5. Impact and Results in Recent Research
The SWE-bench lite benchmark is used as a core evaluation for advanced automated code agents, such as CodeR—a multi-agent, task-graph driven framework. In CodeR’s evaluation, SWE-bench lite enables:
- Large-scale, head-to-head comparison with single-agent, RAG-based, as well as commercial and open-source systems.
- Fine-grained ablations, such as the impact of multi-agent design and explicit task graph planning, which show a marked increase in solution rate (22.0% for full CodeR, dropping to 10.0% without multi-agent/task-graph and to 14.0% if fault-localization is removed) (Chen et al., 2024).
- Cost, efficiency, and resource comparisons (e.g., average API calls, token usage, and financial cost per issue resolved).
The benchmark’s use in the CodeR study demonstrates that combining classical fault localization, structured plan execution, and LLMs can achieve a significant leap in empirical resolution rates, highlighting the value of task decomposition and explicit planning over implicit, end-to-end LLM prompting (Chen et al., 2024).
6. Limitations and Future Directions
While SWE-bench lite offers a reproducible, high-quality platform for benchmarking, certain limitations are inherent:
- The repository and issue set is restricted to Python and does not address cross-project or multi-language code changes.
- Many real-world issues that depend on external systems, broader context, or involve non-code artifacts (e.g., data files, documentation) are out of scope.
- Its deterministic, single-submission protocol may obscure the benefits of interactive, iterative problem-solving frameworks.
Future directions for SWE-bench and related benchmarks include expanding coverage to additional languages, representing more diverse software maintenance scenarios, and integrating mechanisms for multi-turn human-agent collaboration and plan induction (Chen et al., 2024).
7. Significance in Software Engineering Automation
SWE-bench lite has emerged as a de facto standard for quantitative measurement in end-to-end software engineering automation.
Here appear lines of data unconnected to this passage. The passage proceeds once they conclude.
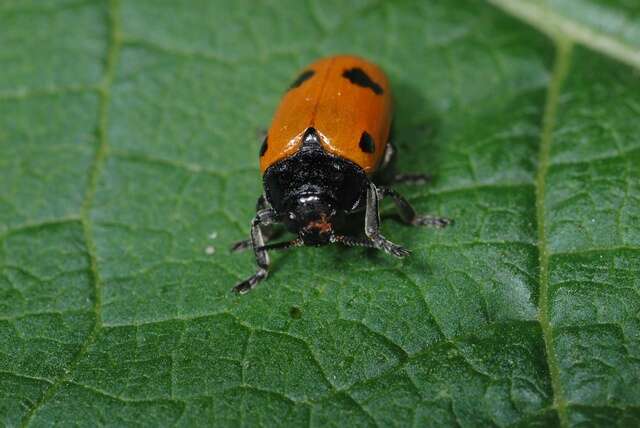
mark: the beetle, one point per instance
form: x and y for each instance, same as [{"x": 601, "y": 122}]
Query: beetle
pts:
[{"x": 324, "y": 162}]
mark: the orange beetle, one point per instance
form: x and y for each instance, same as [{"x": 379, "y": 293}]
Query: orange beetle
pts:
[{"x": 324, "y": 160}]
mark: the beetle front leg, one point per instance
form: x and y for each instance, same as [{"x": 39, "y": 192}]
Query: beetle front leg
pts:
[
  {"x": 263, "y": 217},
  {"x": 372, "y": 225},
  {"x": 408, "y": 213}
]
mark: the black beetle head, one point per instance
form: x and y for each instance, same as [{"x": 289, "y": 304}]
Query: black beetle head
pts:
[{"x": 313, "y": 216}]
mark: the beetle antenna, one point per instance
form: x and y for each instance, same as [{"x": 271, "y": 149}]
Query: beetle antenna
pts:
[{"x": 282, "y": 245}]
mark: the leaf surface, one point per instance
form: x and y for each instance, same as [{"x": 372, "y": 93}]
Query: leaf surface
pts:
[{"x": 129, "y": 133}]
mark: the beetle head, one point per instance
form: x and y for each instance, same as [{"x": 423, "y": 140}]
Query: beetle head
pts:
[{"x": 313, "y": 216}]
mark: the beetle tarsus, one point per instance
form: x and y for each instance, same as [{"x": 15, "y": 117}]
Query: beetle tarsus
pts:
[
  {"x": 250, "y": 283},
  {"x": 432, "y": 221},
  {"x": 243, "y": 245},
  {"x": 408, "y": 213}
]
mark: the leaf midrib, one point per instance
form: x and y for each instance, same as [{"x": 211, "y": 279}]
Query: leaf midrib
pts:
[
  {"x": 560, "y": 70},
  {"x": 104, "y": 91},
  {"x": 547, "y": 21}
]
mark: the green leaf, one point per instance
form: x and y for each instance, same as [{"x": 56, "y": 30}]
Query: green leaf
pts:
[{"x": 129, "y": 133}]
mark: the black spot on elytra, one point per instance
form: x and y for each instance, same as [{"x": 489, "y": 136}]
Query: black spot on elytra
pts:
[
  {"x": 304, "y": 76},
  {"x": 367, "y": 144},
  {"x": 357, "y": 76},
  {"x": 265, "y": 146}
]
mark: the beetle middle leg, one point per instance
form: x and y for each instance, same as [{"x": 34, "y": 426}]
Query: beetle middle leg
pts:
[
  {"x": 372, "y": 225},
  {"x": 268, "y": 231},
  {"x": 263, "y": 217},
  {"x": 386, "y": 173},
  {"x": 408, "y": 213}
]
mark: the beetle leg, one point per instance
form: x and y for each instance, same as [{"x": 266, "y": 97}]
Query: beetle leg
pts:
[
  {"x": 263, "y": 217},
  {"x": 372, "y": 225},
  {"x": 268, "y": 232},
  {"x": 408, "y": 213},
  {"x": 412, "y": 179}
]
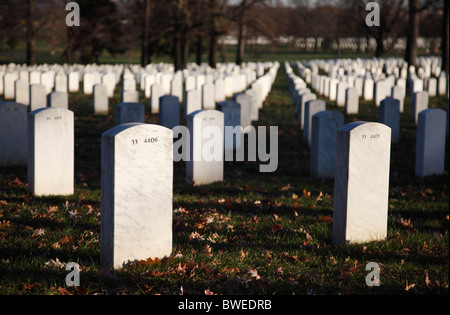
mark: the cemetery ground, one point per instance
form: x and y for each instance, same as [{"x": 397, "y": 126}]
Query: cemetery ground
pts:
[{"x": 253, "y": 233}]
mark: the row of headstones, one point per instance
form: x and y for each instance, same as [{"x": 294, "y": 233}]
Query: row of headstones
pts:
[
  {"x": 68, "y": 78},
  {"x": 145, "y": 217},
  {"x": 357, "y": 156},
  {"x": 320, "y": 126},
  {"x": 241, "y": 111},
  {"x": 428, "y": 67},
  {"x": 347, "y": 91}
]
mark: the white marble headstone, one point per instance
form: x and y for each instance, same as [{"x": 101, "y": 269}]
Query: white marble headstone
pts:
[
  {"x": 311, "y": 108},
  {"x": 100, "y": 101},
  {"x": 208, "y": 96},
  {"x": 22, "y": 93},
  {"x": 192, "y": 101},
  {"x": 351, "y": 101},
  {"x": 13, "y": 134},
  {"x": 157, "y": 92},
  {"x": 205, "y": 164},
  {"x": 419, "y": 103},
  {"x": 323, "y": 143},
  {"x": 137, "y": 194},
  {"x": 389, "y": 114},
  {"x": 361, "y": 187},
  {"x": 430, "y": 147},
  {"x": 169, "y": 111},
  {"x": 38, "y": 98},
  {"x": 58, "y": 99},
  {"x": 51, "y": 152},
  {"x": 130, "y": 112}
]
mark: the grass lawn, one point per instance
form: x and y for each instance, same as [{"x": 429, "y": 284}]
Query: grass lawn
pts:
[{"x": 253, "y": 233}]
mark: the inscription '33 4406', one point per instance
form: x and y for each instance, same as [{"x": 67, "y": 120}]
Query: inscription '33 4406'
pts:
[{"x": 375, "y": 136}]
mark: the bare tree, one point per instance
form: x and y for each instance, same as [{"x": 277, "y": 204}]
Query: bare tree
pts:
[
  {"x": 445, "y": 41},
  {"x": 392, "y": 23}
]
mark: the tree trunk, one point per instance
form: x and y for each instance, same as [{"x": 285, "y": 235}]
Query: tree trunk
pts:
[
  {"x": 177, "y": 52},
  {"x": 380, "y": 48},
  {"x": 445, "y": 48},
  {"x": 212, "y": 56},
  {"x": 413, "y": 32},
  {"x": 31, "y": 59},
  {"x": 199, "y": 52},
  {"x": 69, "y": 47},
  {"x": 184, "y": 50},
  {"x": 145, "y": 57}
]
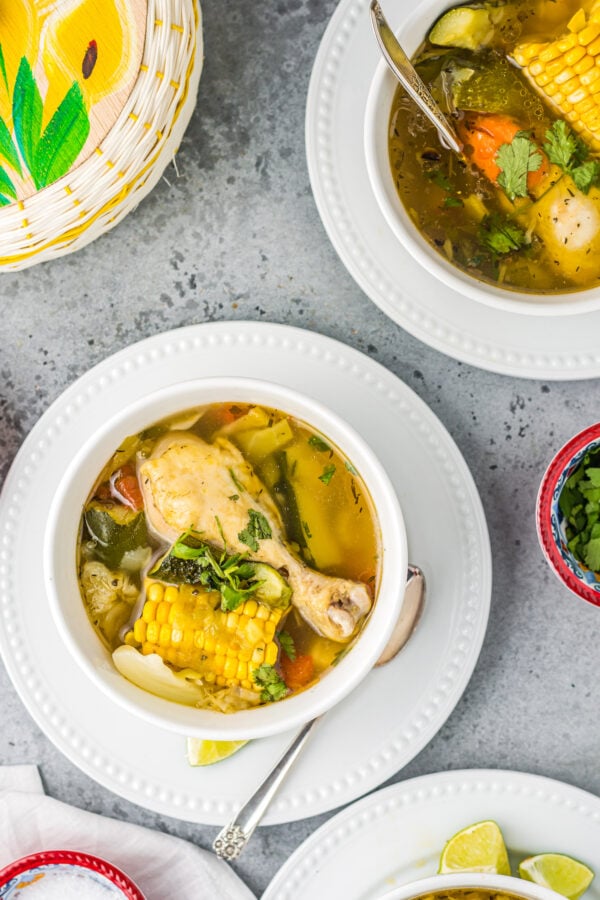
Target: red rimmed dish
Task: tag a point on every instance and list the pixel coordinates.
(551, 523)
(65, 873)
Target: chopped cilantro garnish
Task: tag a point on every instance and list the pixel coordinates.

Its impact is reflected in the rapid iteration of frameworks tailored for the specific challenges it presents, such as:
- Multi-agent collaboration with explicit delegation of responsibilities (e.g., reproduction, fault localization, editing, verification).
- Use of pre-defined task graphs to enforce structured repair workflows and reduce LLM reasoning load.
- Systematic inclusion of classical software engineering techniques with advanced LLM-based generation and retrieval.
By focusing on difficult, self-contained, and practically relevant code issues, SWE-bench lite drives the development and validation of generalizable, fault-tolerant, and efficient automated agents for software maintenance and evolution (Chen et al., 2024, Li et al., 19 May 2025).